As
leis trabalhistas têm, no Brasil e no mundo, uma situação incomum — conseguem
ser boas e ruins ao mesmo tempo. Dizer que são boas tornou-se, hoje, um
consenso mais ou menos universal, mas não ajuda muito nas reflexões racionais
em torno do tema; é mais ou menos como declarar-se a favor da luz elétrica ou
da água encanada, benefícios com os quais todo mundo concorda (com exceção, é
claro, desta ou daquela seita ambientalista), e que, portanto, dispensam
maiores discussões filosóficas. O problema de verdade começa quando ficam
demonstrados, além de qualquer dúvida razoável, prejuízos concretos que as leis trabalhistas trazem para
os trabalhadores — não para a “economia”, os “empresários” ou o “país”, mas
para o trabalhador da vida real. Trata-se, para informação dos especialistas na
área, daquele cidadão que precisa de um emprego para sobreviver com o salário
que lhe pagam a cada 30 dias. Algo está profundamente torto nessa história: se
ações realizadas para ajudar alguém começam a atrapalhar sua vida, parece
evidente que é preciso mexer na engrenagem que está atrapalhando. Mas ninguém
mexe em nada — a não ser para piorar o defeito. A questão do convívio entre o
bom e o ruim dentro da legislação trabalhista não é, realmente, nenhum problema
de mudança nos valores do seno e do cosseno no terceiro quadrante das funções
trigonométricas. É nisso que os especialistas no tema querem que a gente
acredite; mas é pura tramoia para sugerir que estamos diante de uma dificuldade
praticamente insolúvel, sendo o mais aconselhável, assim, não mexer em nada. É
óbvio, como já aconteceu com todo tipo de coisas, que boas intenções podem
gerar maus resultados — ou gerar excelentes resultados durante muito tempo, até
que esta ou aquela peça comece a ratear e a provocar efeitos contrários ao que
se desejou no início. Em geral, a maneira mais eficaz de lidar com tais
situações é pedir a ajuda da razão, ter certeza da veracidade dos fatos a ser
examinados e, ao fim, fazer uma lista das mudanças com que todos concordam. Parte-se,
então, para as ações possíveis e capazes de produzir, já agora, melhorias
concretas — de preferência nos pontos considerados indispensáveis e urgentes. E
quanto às soluções impossíveis, ou sobre as quais não existe nenhum consenso?

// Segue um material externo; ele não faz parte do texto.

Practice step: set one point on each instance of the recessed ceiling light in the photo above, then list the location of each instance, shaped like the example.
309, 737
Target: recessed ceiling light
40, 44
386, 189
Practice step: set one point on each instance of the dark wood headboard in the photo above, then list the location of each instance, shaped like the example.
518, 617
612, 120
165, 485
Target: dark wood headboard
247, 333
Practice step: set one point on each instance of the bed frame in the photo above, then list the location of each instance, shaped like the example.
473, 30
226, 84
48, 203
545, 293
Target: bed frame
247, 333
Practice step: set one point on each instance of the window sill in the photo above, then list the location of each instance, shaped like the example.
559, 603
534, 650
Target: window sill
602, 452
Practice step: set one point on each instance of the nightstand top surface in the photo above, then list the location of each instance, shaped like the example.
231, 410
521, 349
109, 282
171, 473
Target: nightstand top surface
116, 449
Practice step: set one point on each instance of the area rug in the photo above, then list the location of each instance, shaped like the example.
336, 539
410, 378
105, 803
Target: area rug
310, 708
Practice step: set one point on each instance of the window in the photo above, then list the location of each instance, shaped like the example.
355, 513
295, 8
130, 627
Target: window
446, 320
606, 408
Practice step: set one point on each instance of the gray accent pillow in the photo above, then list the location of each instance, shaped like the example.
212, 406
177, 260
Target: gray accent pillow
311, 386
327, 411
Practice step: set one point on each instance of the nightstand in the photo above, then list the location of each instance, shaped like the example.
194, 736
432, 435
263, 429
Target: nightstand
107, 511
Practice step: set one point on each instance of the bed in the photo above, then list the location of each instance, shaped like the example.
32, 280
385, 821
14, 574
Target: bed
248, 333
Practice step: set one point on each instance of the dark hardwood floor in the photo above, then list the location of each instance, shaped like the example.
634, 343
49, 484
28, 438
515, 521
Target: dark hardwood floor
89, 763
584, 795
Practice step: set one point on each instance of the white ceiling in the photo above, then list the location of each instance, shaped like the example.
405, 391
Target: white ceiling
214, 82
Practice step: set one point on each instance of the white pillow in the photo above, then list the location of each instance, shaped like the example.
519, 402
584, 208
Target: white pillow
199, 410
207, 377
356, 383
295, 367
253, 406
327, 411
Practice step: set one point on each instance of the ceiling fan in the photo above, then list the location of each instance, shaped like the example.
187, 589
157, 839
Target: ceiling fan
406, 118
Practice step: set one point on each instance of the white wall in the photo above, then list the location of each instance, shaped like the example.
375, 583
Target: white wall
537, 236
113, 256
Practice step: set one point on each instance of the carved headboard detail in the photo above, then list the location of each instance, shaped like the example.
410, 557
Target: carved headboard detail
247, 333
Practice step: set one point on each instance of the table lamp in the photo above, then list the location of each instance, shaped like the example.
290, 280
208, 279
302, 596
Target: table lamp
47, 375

Essas ficam para depois. O diabo, não só no Brasil mas também na maior parte do
mundo onde existem direitos trabalhistas, é que fazemos exatamente o contrário.
O debate começa na ideologia e na política, com o lado sindical, sobretudo,
fazendo questão de listar tudo aquilo que o separa de propostas reformistas do
governo e das empresas — e de declarar que não aceita, em hipótese nenhuma,
qualquer medida que possa afetar “direitos adquiridos”. O resultado final é
que, desse jeito, não se vai a lugar nenhum. Seria preciso ir, e depressa.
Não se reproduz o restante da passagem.